Pour ceux qui s’attendraient à une exposition érotique, les commissaires de l’exposition ont choisi de présenter ce thème incontournable de la nudité sous un angle différent. Tomáš Pospěch :« Tout le monde s’imagine la nouvelle vague slovaque comme la production érotique de nus. Mais peu de gens savent que les auteurs photographiaient souvent des nus masculins et parfois même en groupe. On retrouve sur ces photos les modèles qui étaient les plus accessibles – c’est-à-dire les amis de leur groupe. Les réactions étaient critiques et ils ont dû plusieurs fois fermer leurs expositions. »
Les visiteurs de l’exposition ne seront sans doute pas déçus. Certains peuvent découvrir la production de la nouvelle vague slovaque pour la première fois. D’autres peuvent affiner leur regard sur ce groupe d’artistes en se familiarisant avec leurs photographies du temps de leurs études. Enfin, ils peuvent explorer les origines du style particulier des uns et des autres.

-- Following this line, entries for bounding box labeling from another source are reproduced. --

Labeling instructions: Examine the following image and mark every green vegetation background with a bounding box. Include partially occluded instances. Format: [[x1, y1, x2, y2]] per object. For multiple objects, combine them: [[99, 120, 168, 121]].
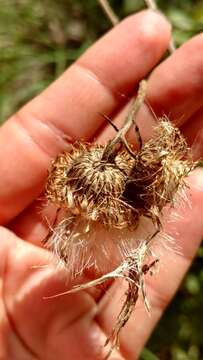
[[0, 0, 203, 360]]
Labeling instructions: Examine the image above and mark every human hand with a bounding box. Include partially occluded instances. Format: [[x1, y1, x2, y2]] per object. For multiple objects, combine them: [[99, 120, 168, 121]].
[[0, 11, 203, 360]]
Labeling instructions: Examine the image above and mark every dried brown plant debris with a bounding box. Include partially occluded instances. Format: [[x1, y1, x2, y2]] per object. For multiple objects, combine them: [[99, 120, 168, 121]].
[[44, 82, 195, 358]]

Comme le conclut Tomáš Pospěch, il se trouve que l’exposition est un hommage initialement non prévu à la FAMU, car elle respire l’amitié, la proximité, l’exploration et la recherche, un îlot de liberté dans un régime oppressif.L’exposition de la « nouvelle vague slovaque » est à voir à la Maison de la photographie jusqu’au 16 mars 2014.